東南アジア(タイ・ベトナム・インドネシアなど)
日本人旅行者が最も多く訪れる地域の一つであり、害虫被害の報告も多い地域です。高温多湿の気候は害虫にとって絶好の繁殖環境で、デング熱を媒介する蚊やベッドバグに注意が必要です。安宿だけでなく、中級ホテルでもベッドバグが出ることがあります。
ヨーロッパ(フランス・イタリア・スペインなど)
近年、ヨーロッパでもベッドバグの被害が急増しています。特にフランスのパリでは社会問題になるほどの規模で広がっており、ホテルだけでなく電車や映画館などの公共の場でも被害が報告されています。
北米(アメリカ・カナダ)
アメリカではベッドバグの被害が深刻で、ニューヨークでは大きな社会問題となっています。また、南部の州ではヒアリやサソリ、ゴキブリの被害も一般的です。カナダでもベッドバグ問題は増加傾向にあります。
アフリカ
マラリアのリスクが最も高い地域です。サハラ以南のアフリカでは、マラリアによる死亡者が世界全体の約9割を占めています。渡航前に抗マラリア薬の予防内服について医師に相談することが推奨されます。
オーストラリア
毒グモやサソリ、ヒアリなど、毒を持つ害虫・害獣が多いことで知られています。
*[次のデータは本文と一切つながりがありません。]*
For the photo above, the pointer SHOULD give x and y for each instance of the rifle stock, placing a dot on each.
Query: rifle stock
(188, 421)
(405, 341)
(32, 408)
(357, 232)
シドニージョウゴグモは世界で最も危険なクモの一つとされており、屋外での活動時には注意が必要です。
旅行時の具体的な害虫対策
海外旅行を安全に楽しむために、以下の害虫対策を実践しましょう。
ホテルでのベッドバグ対策
客室乗務員(CA)が実践している方法として知られている対策があります。
- チェックイン後、まずスーツケースをバスルームに置く(バスタブの中が理想)
- ベッドのシーツをめくり、マットレスの縫い目や隅を確認する
- ヘッドボードの裏側やベッドフレームの隙間もチェック
- 黒い小さな点(フン)や脱皮した殻がないか確認する
- 安全を確認してからスーツケースを部屋に持ち込む
蚊対策(感染症予防)
| 対策 | 効果 | ポイント |
|---|---|---|
| DEET含有の虫よけスプレー | 最も効果が高い | 濃度30%以上の製品を選ぶ |
| 長袖・長ズボンの着用 | 物理的に刺されにくくなる | 薄い色の服が虫を寄せにくい |
| 蚊帳の使用 | 就寝時の保護 | 安宿では自分で持参するのも有効 |
| 蚊取り線香・電子式蚊取り | 室内の蚊を撃退 | 海外の蚊にも一定の効果あり |
| 予防接種・予防薬 | 感染症そのものの予防 | 渡航前に医療機関で相談 |

💡 海外から帰国した後は、自宅のゴキブリ対策を改めて見直しておくと安心です。海外由来の害虫が自宅に定着するのを防ぐためにも、効果の高い駆除グッズを備えておきましょう。おすすめのアイテムはこちらでご紹介しています。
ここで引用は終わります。